One of the most popular TED presenters of all time says to ask yourself one question before giving a talk

Brene brownTEDBrene Brown delivering her 2010 TEDx Talk.

Ask for advice on preparing to give a presentation and you’ll likely hear some combination of: Power pose! Breathe deeply! Envision the audience in their underwear!

For sure, those tips can help alleviate some of the anxiety around public speaking.

But at some point before the presentation, it’s crucial to pause, take a step back, and ask yourself why you’re giving the talk in the first place.

That’s according to Brene Brown, a researcher whose TED Talks on vulnerability and shame are some of the most popular of all time.

Business Insider spoke to Brown before an event at the Rubin Museum of Art in New York City, and she told us that every successful speaker — on the TED stage or elsewhere — is motivated by a sense of “curiosity” about how their idea can help other people change the world.

Put simply, before you hit the stage, ask yourself: Will this talk benefit others — or just you?

“If you’re not curious about the power of resonance in your talk or the impact your talk could have, then it becomes self-indulgent,” Brown said.

“The worst-case scenario is you get on a stage and the reason for delivering the talk is about you,” she added. “It really should be an act of generosity.”

Speaking with TED curator Chris Anderson at the Rubin, Brown said she declines 90% of the speaking requests she receives.

“If I’m not feeling generous and I don’t feel like I’m coming from that place, I don’t want to go,” Brown said. “It’s not good for me; it’s not good for people in the audience.”

Anderson, who recently published a book titled “TED Talks: The Official TED Guide to Public Speaking,” added that there’s a huge difference between someone who’s trying to pitch themselves or their product and someone who’s aiming to inspire the audience.

The audience is constantly asking themselves, “What’s going on?
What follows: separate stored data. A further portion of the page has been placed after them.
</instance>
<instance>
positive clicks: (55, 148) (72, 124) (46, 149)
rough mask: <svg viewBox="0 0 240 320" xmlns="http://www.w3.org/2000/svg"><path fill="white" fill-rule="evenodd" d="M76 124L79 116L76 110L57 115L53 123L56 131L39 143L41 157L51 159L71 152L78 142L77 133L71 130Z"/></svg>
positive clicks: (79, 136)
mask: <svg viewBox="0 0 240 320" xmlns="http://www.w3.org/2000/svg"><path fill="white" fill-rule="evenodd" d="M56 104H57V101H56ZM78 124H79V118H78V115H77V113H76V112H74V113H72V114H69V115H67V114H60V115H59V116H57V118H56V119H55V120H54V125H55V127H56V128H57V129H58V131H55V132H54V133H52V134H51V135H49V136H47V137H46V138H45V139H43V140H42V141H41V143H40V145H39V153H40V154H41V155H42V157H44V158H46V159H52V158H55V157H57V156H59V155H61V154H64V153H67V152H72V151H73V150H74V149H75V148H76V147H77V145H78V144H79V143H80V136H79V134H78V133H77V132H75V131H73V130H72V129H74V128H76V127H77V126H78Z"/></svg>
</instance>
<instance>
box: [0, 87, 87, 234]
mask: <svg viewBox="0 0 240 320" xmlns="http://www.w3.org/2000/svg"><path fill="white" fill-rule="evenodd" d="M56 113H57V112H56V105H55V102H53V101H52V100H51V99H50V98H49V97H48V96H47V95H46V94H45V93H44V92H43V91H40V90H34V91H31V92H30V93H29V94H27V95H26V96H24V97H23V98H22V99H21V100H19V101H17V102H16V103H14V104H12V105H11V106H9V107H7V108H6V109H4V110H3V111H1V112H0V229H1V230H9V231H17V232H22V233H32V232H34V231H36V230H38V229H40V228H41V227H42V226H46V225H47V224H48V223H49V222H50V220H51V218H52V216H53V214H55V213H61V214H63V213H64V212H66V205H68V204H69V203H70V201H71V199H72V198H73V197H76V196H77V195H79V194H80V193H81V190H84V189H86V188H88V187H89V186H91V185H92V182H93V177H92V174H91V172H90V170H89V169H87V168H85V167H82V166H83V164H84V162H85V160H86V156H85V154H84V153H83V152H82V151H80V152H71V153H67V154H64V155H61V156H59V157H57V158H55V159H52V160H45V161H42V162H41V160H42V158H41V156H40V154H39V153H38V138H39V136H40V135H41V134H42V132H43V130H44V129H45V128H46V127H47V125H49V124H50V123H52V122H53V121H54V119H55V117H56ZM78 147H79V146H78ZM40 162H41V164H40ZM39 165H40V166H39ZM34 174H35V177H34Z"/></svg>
Is this person going to offer me something or are they pushing something onto me?”

“As soon as you see the ego and you get the sense, ‘Oh, this is all about them,’ or you see that there is an agenda — they want me to buy their book or support their company,” the audience will likely lose interest, Anderson said.

The best way to think about giving a talk, he said, is giving a “gift” to your audience. Focus on them and what they need, and you’ll ultimately give a more compelling, dynamic presentation.